Flower Show sees drop in visitors
This year's attendance at the Philadelphia Flower Show, which ended Sunday, was the lowest in more than a decade, drawing 225,000 visitors - 17 percent fewer than last year - and even coming in below recession-plagued 2008.
Join the discussion below, or Read more at Philly.com.
#1 Mar 11, 2013
$30 plus tickets,$20 plus in parking, exhorbitant concessions and having to travel to and from center city. Need I say more.
Senior citizens on fixed income are some of the biggest fans of the show and I know several who stopped going because it's simply is not worth it to them anymore. They do not recommend it or speak about in good terms either.
At the end of the day you didn't see a flower show you got gouged.
#3 May 20, 2013
And they're blaming the weather forcast and claiming insurance money to collect on their negligent pricing. Especially on pricing a Brit themed show. Who cares, especially after Piers Morgan was in everybody's face on gun control. Who cares about the big island and their royal prices.
#4 Jan 16, 2014
Comcrap to build a second sky scrapper Oedipus in Philadelphia.
At the rate payers expense.
Profit should be going back to the rate payers since they are a public utility using public rights of way.
But after seeing the drop in visitors to the convention center what are they trying accomplish with another monetary monstrosity that not many city outsiders will travel to let alone could afford. Can the average Philadelphian afford a center city restaurant or bar?

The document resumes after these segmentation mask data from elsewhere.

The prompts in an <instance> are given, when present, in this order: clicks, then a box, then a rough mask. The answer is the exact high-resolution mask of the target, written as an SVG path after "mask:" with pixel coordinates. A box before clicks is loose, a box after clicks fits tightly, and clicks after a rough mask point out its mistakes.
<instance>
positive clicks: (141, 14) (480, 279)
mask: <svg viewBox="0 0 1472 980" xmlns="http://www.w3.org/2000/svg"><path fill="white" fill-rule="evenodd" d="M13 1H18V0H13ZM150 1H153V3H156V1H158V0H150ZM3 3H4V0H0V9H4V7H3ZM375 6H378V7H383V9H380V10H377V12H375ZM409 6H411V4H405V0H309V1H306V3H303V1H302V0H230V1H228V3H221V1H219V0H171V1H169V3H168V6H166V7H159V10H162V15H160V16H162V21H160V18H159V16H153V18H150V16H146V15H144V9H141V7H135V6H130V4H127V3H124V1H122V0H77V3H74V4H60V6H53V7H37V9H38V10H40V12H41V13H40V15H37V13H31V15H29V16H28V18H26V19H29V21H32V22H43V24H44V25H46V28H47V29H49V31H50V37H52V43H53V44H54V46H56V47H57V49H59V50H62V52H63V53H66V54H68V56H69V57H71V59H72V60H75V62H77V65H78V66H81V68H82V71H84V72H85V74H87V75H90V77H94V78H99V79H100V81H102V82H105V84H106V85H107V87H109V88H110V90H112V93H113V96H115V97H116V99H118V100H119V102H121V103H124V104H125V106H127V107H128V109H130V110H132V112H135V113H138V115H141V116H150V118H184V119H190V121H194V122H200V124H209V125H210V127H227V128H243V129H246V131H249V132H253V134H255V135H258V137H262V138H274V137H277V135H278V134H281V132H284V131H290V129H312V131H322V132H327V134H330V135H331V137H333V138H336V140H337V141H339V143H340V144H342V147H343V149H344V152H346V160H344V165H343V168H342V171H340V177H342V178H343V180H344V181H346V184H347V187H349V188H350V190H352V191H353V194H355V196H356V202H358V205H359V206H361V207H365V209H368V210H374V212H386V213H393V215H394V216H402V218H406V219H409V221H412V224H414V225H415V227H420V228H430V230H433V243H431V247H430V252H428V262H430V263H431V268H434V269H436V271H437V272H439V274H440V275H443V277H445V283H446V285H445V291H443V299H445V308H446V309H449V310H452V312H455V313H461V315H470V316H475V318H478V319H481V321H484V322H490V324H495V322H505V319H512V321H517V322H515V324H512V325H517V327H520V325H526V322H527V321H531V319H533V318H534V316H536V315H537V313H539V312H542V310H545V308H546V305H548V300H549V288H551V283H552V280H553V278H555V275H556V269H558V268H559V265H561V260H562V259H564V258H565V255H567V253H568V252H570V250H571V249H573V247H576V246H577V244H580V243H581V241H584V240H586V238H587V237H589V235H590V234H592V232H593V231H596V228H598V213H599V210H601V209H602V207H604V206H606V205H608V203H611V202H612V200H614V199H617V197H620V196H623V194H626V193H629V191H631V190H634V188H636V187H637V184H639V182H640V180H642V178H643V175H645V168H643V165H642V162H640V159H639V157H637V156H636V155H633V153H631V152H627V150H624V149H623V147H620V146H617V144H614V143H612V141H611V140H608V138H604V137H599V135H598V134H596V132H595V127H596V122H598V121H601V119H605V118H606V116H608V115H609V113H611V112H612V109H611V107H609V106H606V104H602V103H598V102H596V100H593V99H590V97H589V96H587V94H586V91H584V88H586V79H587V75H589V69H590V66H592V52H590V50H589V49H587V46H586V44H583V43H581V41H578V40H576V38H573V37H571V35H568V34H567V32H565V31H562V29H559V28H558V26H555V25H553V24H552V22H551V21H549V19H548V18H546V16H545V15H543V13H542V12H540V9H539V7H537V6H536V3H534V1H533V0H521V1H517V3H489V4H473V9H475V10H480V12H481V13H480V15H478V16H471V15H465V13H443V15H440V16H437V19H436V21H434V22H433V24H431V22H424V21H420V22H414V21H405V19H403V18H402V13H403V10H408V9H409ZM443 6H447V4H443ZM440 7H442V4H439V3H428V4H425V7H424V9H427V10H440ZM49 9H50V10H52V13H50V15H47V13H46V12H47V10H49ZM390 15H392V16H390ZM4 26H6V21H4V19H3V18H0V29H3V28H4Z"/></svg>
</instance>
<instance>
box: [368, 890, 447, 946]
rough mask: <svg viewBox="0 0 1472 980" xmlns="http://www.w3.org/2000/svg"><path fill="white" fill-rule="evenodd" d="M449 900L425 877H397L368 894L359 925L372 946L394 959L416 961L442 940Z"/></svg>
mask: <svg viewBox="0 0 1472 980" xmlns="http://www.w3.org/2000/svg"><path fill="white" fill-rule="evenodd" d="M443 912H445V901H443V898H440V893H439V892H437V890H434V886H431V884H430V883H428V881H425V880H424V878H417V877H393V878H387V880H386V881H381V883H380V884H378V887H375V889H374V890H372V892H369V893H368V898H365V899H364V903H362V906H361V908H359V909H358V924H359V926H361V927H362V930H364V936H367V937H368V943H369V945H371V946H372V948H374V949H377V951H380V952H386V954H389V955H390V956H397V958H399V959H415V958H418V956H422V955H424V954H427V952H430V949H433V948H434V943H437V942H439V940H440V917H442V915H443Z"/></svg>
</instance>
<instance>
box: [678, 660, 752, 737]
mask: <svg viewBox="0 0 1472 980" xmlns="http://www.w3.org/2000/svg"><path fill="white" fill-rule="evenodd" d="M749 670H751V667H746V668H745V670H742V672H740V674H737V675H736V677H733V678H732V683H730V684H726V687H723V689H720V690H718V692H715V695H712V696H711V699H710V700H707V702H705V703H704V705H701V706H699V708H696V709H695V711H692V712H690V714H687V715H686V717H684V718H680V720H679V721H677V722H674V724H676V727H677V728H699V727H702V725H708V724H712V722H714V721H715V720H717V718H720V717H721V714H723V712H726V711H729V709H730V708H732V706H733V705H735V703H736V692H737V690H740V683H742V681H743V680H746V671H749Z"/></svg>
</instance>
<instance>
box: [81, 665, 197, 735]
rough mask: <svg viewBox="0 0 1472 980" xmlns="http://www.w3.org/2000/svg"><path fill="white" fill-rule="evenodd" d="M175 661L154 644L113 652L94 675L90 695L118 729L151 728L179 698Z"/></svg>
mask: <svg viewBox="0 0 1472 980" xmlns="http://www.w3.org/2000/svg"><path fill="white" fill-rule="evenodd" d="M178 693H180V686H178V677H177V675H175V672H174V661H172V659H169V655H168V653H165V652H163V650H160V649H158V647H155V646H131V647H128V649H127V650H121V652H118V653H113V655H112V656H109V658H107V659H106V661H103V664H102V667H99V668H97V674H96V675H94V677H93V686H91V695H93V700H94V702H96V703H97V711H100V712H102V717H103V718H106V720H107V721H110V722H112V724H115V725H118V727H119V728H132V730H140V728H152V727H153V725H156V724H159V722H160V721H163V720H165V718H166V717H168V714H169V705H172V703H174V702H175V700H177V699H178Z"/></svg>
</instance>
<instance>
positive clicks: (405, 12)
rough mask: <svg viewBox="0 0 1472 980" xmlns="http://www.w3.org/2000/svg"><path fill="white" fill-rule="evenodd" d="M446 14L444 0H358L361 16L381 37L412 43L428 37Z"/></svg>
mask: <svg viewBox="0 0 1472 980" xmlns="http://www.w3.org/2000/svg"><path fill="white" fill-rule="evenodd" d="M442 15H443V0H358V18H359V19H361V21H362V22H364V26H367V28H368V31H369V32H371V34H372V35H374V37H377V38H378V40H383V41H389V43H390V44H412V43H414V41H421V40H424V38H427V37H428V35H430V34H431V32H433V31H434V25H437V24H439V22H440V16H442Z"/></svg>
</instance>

They say jobs but that's temporary as with any construction project. The congestion will put many small businesses out of business. Traveling to center city is already an ordeal. To top it off what are the older residential neighborhoods of Philadelphia going to get out of this.
Since: Oct 10
#5 Jan 16, 2014
To answer your question. "NOT A DAMN THING!"
#6 Jan 16, 2014
I remember ex mayor fast Eddie Rendall doing his political thing about revitalizing center city and water front under the guise that it will be great for the city. Well it's two decades later and some of the most plighted areas 2 decades ago are still plighted areas today. North and West Philadelphia look they have stood still in time for the most part. West Philadelphia doesn't seem to get squat away from University City. Big project does not mean a big boost for the city as whole or resident.